And Then There Were Two

OMG! Wow! Are you serious! You’re so lucky!  These were the reactions we would get every time we mentioned to someone that we were expecting twins. We had not told anybody about my twin pregnancy until I was around 30 weeks pregnant. We made the announcement during my baby shower hence we had some amazing reactions from everyone attending.

When we found out that we were expecting fraternal twins it was the most shocking and surreal experience ever. I still remember when my husband and I had gone for my first ultrasound, the nurse took the vitals twice and we were wondering why she did that. So, I just innocently asked her the same and as she thought I was already informed about having twins she very casually informed me “well because you have two!”

We were so shocked as that was the last thing on our minds. I never expected or even suspected that I would be carrying two babies. When we left the clinic I just burst out crying and I still don’t know why, I guess it was too much to take in. And then later on I couldn’t stop laughing. Too many emotions at once! I found myself feeling completely frightened, stressed and overwhelmed with the thought of how my body would cope with a twin pregnancy, hoping to carry them to term or alteast closest to what would be healthy for them.

I tried not to worry myself too much by reading about all the complications that come with twin pregnancies. Despite all my fears of carrying and birthing twins I had the most beautiful experience being pregnant. I carried my boys almost full term until 36.5 weeks and had a normal delivery thanks to my amazing doctor. My beautiful twin boys were born on January 31, 2015. It truly was one of the best days of my life. It just felt so amazing to be carrying these two tiny little beauties in my arms. Through out my pregnancy I would always wonder what it would feel like when they were born, what would they look like, how would I manage them so many endless thoughts. But at that moment when I actually had them in my arms none of these thoughts came to me. The only thing that mattered was that they perfectly healthy.

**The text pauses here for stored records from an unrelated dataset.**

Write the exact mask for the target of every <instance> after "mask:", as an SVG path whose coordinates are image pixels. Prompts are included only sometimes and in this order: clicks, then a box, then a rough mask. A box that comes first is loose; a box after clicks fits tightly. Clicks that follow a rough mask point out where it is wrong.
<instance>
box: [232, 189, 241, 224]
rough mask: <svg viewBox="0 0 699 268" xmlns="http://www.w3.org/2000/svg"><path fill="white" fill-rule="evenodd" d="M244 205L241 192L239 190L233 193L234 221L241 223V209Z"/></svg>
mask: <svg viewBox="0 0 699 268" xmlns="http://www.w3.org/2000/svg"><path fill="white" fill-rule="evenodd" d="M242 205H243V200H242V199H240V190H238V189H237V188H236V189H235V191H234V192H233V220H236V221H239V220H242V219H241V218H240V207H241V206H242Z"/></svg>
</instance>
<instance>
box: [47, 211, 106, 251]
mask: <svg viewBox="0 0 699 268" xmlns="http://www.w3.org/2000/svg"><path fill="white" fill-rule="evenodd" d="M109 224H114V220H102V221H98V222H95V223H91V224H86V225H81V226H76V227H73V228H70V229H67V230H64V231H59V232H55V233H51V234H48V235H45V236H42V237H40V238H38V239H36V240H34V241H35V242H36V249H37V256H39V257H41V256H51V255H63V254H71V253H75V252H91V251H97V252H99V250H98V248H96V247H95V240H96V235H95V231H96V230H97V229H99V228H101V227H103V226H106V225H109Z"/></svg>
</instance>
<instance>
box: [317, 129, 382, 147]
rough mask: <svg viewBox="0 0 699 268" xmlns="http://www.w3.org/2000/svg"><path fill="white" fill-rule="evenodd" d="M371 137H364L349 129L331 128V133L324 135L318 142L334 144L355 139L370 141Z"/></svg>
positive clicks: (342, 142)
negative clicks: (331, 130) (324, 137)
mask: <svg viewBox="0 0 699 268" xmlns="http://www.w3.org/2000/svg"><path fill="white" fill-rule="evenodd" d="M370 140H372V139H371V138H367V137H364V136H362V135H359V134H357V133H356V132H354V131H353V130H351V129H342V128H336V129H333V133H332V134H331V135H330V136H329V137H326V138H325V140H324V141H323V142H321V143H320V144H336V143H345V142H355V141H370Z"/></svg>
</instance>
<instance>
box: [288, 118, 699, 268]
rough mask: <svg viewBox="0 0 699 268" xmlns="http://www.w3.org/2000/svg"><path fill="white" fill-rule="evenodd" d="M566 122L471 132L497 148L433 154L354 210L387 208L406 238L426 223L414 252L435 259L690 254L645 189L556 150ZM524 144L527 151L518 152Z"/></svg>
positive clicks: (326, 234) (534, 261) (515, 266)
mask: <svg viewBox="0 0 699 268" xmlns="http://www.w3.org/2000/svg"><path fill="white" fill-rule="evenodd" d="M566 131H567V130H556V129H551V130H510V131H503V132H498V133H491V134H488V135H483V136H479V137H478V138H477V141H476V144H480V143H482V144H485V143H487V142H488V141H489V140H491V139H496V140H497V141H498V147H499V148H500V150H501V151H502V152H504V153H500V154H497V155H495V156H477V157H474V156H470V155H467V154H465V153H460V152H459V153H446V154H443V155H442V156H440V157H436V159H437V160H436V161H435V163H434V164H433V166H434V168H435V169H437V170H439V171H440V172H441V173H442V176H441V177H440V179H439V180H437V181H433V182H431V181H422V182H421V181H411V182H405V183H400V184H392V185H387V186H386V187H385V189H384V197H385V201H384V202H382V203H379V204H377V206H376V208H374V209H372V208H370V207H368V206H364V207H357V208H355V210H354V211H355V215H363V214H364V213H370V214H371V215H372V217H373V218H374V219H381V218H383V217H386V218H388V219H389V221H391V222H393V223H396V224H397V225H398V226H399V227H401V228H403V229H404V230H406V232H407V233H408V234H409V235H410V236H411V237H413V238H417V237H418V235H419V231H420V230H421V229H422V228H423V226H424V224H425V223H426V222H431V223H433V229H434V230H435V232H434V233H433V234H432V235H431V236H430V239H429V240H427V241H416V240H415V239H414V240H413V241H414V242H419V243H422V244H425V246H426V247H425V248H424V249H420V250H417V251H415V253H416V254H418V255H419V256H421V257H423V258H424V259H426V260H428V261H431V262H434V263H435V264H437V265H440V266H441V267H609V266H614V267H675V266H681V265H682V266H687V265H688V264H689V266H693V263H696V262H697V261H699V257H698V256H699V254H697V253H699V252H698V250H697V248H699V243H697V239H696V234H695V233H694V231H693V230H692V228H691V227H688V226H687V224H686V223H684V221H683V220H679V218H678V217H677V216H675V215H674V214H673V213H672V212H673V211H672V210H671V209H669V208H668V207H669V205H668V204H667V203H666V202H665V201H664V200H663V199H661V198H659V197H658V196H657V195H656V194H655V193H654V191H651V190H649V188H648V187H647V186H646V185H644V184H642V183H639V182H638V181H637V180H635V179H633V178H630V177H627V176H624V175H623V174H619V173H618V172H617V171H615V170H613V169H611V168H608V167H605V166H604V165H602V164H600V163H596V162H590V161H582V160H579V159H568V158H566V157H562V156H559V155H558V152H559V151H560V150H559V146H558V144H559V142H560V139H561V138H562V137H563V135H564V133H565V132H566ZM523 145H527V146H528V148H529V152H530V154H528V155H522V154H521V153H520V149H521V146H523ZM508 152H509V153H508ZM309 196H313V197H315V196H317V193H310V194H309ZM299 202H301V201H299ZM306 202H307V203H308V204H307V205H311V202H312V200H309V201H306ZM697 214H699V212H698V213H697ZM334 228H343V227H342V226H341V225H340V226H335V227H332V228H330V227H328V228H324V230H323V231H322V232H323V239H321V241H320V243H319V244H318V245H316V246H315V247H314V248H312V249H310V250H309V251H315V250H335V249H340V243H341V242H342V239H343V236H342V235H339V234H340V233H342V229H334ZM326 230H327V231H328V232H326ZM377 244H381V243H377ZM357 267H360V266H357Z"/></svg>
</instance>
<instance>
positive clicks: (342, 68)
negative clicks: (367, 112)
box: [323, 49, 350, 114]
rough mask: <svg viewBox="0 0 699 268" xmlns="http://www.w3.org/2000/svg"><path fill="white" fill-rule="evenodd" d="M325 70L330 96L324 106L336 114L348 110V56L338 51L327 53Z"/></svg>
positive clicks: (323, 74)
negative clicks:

When you are pregnant you will get all kinds of advice’s from people from different walks of life.  You’ll have people telling you not to walk a certain way or not to sit like this or not to dance or exercise or to eat certain food to make your baby fair or have less hair! Yes, trust me I got it all! But I have one advice to all you beautiful moms to be, please don’t worry yourselves too much with this entire information overload. You know what is best for you and your body. If you have any doubt please consult your doctor and not the internet. That was what I did, I would never worry myself and just went with the flow and I had a beautiful experience. Just enjoy this journey, as you will truly miss it once you have your baby.

Now two years down, all of that feels like a lifetime ago. Now when someone questions me about how I manage with 2 toddlers of the same age when they are going crazy with one, my normal response is “I don’t know what it feels like to have one”

As they say “It’s double the giggle & double the grins, and double the trouble if you’re blessed with twins”.

I would love to hear from all you twin moms out there. What was your reaction when you first found out that you were expecting twins???